An ode to the stage, and a “thank you” to them


John Orr

A black and white photo of me delicately wrapped in blue green holding leftover pizza.

Once upon some interminable time, a stage was left empty. She wasn’t the only soul to strike the beautiful hardwood, however. She made friends with dainty dust bunnies that would sometimes escape their corners and play on the stage, leaving a trail of green glitter and the illusion of eternal vacancy and broken pinky promises. 

A stage with the meaning of millions remained a barren waste for months. Their souls once sat on the stage as if they were the only ones in the universe with grand importance. With visions of blinding overhead illumination and the delicate red velvet curtain, everything was divine in our simple senses.

The stage was a zone of familiarity and consolation for the two. We acted as one in the expansive reality of individuality and that was what we knew. One would go, the other would follow. If one fell, the other would race the slippery boards and catch. 

It was our shared solace that we had discovered, but I was the one who remained the last occupant of the esoteric platform. 

The ends of the wooden boards were lifting, exposing the sharp nails that frayed the red velvet. The audience was still nobody, but it was a black unknown to the wide color spectrum. Both the bottomless abyss and the stage were an eyesore to those who stumbled across, but they’d never stay long, of course, they were only there to see us two, not the remainder of a blissful connection. 

It was our shared solace that we had discovered, but I was the one who remained the last occupant of the esoteric platform. ”

To her, this was her home. She could never fully settle down in the theater, but not for a second did she ever consider leaving the vicinity that housed their last performance. There she lay in the center of the stage. Her frail bones crumble a little more each day and fail to get her balanced and upright. Her head was oversized and full of thoughts and memories; soon, those memories returned before she knew.

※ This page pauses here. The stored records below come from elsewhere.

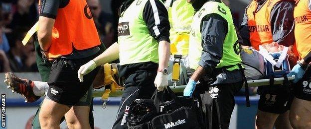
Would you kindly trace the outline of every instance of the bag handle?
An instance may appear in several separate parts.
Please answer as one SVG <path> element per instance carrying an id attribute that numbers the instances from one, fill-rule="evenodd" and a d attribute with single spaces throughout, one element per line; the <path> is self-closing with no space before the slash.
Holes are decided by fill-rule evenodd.
<path id="1" fill-rule="evenodd" d="M 181 106 L 180 102 L 178 99 L 177 99 L 177 96 L 175 95 L 174 92 L 172 91 L 172 90 L 169 88 L 169 86 L 167 86 L 166 89 L 160 92 L 158 92 L 157 90 L 156 90 L 155 93 L 154 93 L 154 95 L 153 95 L 152 99 L 153 99 L 154 97 L 154 104 L 156 106 L 156 112 L 159 113 L 159 107 L 160 107 L 160 102 L 163 102 L 163 96 L 165 94 L 164 91 L 167 91 L 168 95 L 170 96 L 172 100 L 174 100 L 174 102 L 177 105 L 177 106 Z"/>

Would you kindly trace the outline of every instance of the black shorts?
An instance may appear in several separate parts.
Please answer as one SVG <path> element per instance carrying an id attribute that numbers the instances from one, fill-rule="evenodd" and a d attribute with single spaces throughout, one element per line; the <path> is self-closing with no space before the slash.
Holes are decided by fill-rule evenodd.
<path id="1" fill-rule="evenodd" d="M 294 87 L 294 94 L 297 98 L 311 101 L 311 65 L 308 65 L 306 72 Z"/>
<path id="2" fill-rule="evenodd" d="M 242 88 L 243 81 L 210 86 L 196 85 L 193 97 L 200 102 L 205 129 L 228 129 L 235 101 L 234 96 Z"/>
<path id="3" fill-rule="evenodd" d="M 83 82 L 78 78 L 80 67 L 98 54 L 79 59 L 58 59 L 51 67 L 47 96 L 52 101 L 70 106 L 75 105 L 85 94 L 97 73 L 98 67 L 83 76 Z"/>
<path id="4" fill-rule="evenodd" d="M 285 85 L 262 86 L 258 109 L 262 111 L 283 114 L 290 110 L 293 95 L 289 87 Z"/>

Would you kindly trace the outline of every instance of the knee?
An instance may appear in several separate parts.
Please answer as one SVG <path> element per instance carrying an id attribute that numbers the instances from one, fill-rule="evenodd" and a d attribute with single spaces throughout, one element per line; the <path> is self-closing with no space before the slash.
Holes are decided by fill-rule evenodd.
<path id="1" fill-rule="evenodd" d="M 290 122 L 294 129 L 310 129 L 308 127 L 311 128 L 310 124 L 308 125 L 304 122 L 298 116 L 290 115 Z"/>
<path id="2" fill-rule="evenodd" d="M 75 121 L 66 120 L 66 123 L 69 129 L 81 129 L 81 126 L 78 125 L 78 123 Z"/>
<path id="3" fill-rule="evenodd" d="M 87 122 L 79 122 L 77 120 L 66 120 L 67 126 L 69 129 L 89 129 L 90 124 Z"/>
<path id="4" fill-rule="evenodd" d="M 49 116 L 49 115 L 46 115 L 41 113 L 39 114 L 39 121 L 40 122 L 40 126 L 41 128 L 49 127 L 53 125 L 59 124 L 59 122 L 57 123 L 57 120 L 52 119 L 52 117 Z"/>
<path id="5" fill-rule="evenodd" d="M 267 121 L 264 118 L 257 117 L 256 119 L 255 124 L 258 129 L 272 129 L 274 123 L 272 123 L 271 121 Z"/>

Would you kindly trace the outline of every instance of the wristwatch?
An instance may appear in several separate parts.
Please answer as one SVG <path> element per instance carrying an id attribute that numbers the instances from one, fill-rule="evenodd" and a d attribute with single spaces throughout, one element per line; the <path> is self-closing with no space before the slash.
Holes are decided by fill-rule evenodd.
<path id="1" fill-rule="evenodd" d="M 308 67 L 308 64 L 304 64 L 301 63 L 299 63 L 298 65 L 300 65 L 304 70 L 306 70 Z"/>
<path id="2" fill-rule="evenodd" d="M 163 68 L 162 69 L 157 69 L 157 71 L 161 72 L 164 75 L 167 74 L 168 73 L 168 70 L 167 70 L 167 68 Z"/>

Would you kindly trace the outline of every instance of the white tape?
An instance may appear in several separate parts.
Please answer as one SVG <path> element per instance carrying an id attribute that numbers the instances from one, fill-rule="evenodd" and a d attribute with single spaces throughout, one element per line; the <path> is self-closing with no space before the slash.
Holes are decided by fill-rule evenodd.
<path id="1" fill-rule="evenodd" d="M 270 55 L 269 54 L 269 52 L 265 48 L 264 48 L 261 45 L 259 45 L 259 54 L 263 56 L 264 58 L 269 62 L 270 62 L 272 66 L 274 66 L 277 64 L 277 62 L 274 61 L 274 58 L 272 57 L 272 56 Z"/>

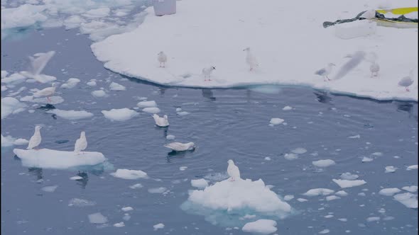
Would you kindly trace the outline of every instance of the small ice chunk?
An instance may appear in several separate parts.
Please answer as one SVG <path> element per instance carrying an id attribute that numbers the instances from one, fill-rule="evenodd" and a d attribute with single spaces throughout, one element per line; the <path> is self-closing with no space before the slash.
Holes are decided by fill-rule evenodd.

If Hope ever heard her violent cries and muttered shrieks, she would forever thrive in the theater for them and for her, and if there was ever a return to the stage, her soul would be waiting. 

Well, Hope heard all the piercing shrieks and ungodly howls, but like magic, the soul who was carried away by life’s escapade appeared on the side of the stage. 

I knew one day our departure would be no longer—one day. One day, the stage would no longer be her, the dust bunnies, and the unsettling dim of broken fluorescents. The seemingly endless pit of pandemonium that was the seats will be filled with our closest friends, sharing the same laughter we did and dynamic memories that dance in our pretty little heads. 

The return is now, forever, and our duality of souls are no longer split. The radiance reflects off her deep aegean eyes with slits of jade and into the crowd that was also met with their muted blue eyes like stone. 

As the days of FaceTime calls, boba runs, and late-night Culver’s trips blend into perfect memories, I’ll remember how I waited for my soul to once be re-energized. If I never waited for their return, who knows what the end of this would look like, nor do I want to know.